The international Rugby Union was constituted in 1871 and hosted its first international championship in 1884 (a competition which has now developed into the annual five-nations championship between England, Scotland, Wales, Ireland and France). Since then a parallel sport has grown popular in northern England (Rugby League), but it's the international sport of Rugby Union which Audiogenic is concerned with in this simulation.

An unsurprising situation really, as the World Cup is just around the corner and the sport is no doubt going to grow massively in popularity over the coming months.

World Class Rugby

The game itself is a simple affair, where a 15-man team attempts to carry an oval ball over the opposition's end line. The only trouble is that there are 15 equally well-built characters on the other team only too willing to prevent just that from happening. And although there is a very stringent rule book governing both how to get the ball over the line and how to stop it, this is certainly not a sport for the faint hearted.

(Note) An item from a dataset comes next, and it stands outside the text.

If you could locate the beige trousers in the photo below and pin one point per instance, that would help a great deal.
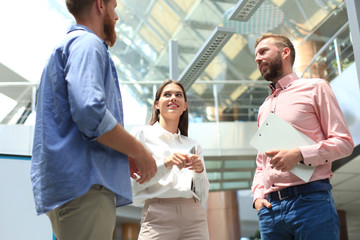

Maybe it's a good thing that you can now do it all with a joystick.

The Verdict

It's difficult to tell whether rugby is actually a very complex sport played by master tacticians, or an unruly free-for-all with unsophisticated louts using a ball and pitch as an excuse to work out their aggression. Bearing that in mind, it's also hard to tell whether bringing the sport to computer was a real nightmare or a piece of cake.

World Class Rugby

Whatever the truth, Audiogenic has made it look simple. Although there are a number of elements 'borrowed' from previous sports games (Kick Off's scanner and the TV Sports Football options display to name but two), these have been incorporated seamlessly into the flow and, after all, are only here because they were good ideas in the first place.

The control method is completely instinctive - push forward to kick the ball, sideways or back to pass it - and the action is non-stop.

Which brings us neatly to the one and only problem - the joystick waggling. Rucks and mauls are an integral part of the game of rugby and so, quite rightly, they play a very important part here.

The only trouble with that is, if the ball gets bogged down in the middle of the park, you can go from one bout of waggling to the next and the next without having a chance to pause for rest, which gives the computer player an annoying advantage.

But that's about the only problem, otherwise World Class Rugby is without doubt the definitive rugby game. A must for devotees of the sport and well recommended to the rest of you into the bargain.